From Harry’s love life to the Prince Andrew scandal, the 2010s were a mixture of highs and lows for the Royal Family
IN the last part of our series looking back at this momentous decade, our writers reflect on the changes to the monarchy, TV, music and fashion.
We also bring you some of the new buzz words since 2010.
Royals
By Arthur Edwards, Sun Royal Photographer
FOR the royals, the decade began as it ended – with Harry’s love life at the centre of controversy.
In 2010 he had split up with his girlfriend Chelsy Davy after five years.
On the rebound, he was seeing a relatively unknown TV host, Caroline Flack — who at the end of the decade was still making headlines.

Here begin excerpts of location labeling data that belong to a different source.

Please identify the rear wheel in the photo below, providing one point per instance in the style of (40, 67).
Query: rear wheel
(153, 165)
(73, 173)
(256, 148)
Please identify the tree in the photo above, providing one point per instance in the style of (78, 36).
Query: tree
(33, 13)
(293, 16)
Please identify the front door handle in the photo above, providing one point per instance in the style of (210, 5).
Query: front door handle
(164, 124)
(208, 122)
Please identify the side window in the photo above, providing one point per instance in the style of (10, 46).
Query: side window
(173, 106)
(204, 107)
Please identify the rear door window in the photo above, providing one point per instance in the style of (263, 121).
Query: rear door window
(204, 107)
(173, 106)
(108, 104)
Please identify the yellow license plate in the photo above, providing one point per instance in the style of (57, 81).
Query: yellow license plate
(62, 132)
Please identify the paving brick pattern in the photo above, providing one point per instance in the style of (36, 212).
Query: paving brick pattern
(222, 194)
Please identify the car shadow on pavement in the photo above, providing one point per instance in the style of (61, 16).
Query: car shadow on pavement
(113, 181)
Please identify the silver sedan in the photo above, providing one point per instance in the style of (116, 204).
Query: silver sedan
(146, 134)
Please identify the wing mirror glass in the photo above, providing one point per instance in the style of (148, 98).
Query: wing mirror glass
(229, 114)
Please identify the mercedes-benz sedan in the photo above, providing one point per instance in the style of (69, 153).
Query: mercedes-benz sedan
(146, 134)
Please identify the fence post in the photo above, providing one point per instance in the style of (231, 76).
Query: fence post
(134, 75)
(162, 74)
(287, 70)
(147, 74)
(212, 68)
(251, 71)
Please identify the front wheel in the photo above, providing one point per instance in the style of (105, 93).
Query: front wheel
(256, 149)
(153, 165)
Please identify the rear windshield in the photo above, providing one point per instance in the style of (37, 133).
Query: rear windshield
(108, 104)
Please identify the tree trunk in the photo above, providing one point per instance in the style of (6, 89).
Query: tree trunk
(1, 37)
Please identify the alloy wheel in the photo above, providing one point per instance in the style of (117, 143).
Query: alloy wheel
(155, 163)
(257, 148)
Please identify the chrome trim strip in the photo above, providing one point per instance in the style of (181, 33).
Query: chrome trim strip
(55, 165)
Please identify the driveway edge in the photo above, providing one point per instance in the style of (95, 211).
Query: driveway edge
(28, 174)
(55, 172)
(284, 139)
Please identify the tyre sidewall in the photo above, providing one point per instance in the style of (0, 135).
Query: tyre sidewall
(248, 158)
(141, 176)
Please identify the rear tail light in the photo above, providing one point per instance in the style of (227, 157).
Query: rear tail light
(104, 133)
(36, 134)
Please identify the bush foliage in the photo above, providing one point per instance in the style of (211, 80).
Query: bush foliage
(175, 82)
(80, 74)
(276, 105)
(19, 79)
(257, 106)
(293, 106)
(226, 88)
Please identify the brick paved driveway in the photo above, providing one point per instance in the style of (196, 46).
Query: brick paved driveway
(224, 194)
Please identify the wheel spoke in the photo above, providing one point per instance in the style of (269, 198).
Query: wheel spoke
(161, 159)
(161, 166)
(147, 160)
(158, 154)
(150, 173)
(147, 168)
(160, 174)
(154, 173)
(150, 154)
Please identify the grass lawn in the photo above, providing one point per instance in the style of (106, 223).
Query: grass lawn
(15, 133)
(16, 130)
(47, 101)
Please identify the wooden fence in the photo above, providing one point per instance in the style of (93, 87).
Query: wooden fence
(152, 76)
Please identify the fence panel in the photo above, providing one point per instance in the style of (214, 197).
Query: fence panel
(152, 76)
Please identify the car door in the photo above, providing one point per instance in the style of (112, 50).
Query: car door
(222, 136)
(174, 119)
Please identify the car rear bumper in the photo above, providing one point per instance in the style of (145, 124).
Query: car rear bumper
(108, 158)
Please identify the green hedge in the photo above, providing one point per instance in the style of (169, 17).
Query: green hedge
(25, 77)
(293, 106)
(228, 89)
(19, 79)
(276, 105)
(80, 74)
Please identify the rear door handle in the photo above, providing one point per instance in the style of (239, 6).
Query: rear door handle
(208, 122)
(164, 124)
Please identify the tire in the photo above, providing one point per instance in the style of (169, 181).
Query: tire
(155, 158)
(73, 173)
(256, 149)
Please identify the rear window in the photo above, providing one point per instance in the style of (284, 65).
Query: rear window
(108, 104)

Talking of alleged bad behaviour, two years later Harry was pictured naked in Las Vegas playing strip billiards after inviting people he didn’t know to the party.
He got caught out, but in those days he could do no wrong. He was a young Army helicopter pilot about to go off to fight in Afghanistan, so people happily forgave him.
Just before he set up the Invictus Games, I went with Harry to Colorado Springs for the Warrior Games and took a great shot of the Prince high-fiving a disabled woman soldier who had just scored a goal.
At the end of the day we all went off to the pub, where Harry chatted to everyone and paid the bar bill.
But as the decade ends, he has managed to drag the Royal Family into yet more controversy, following his marriage to Meghan Markle.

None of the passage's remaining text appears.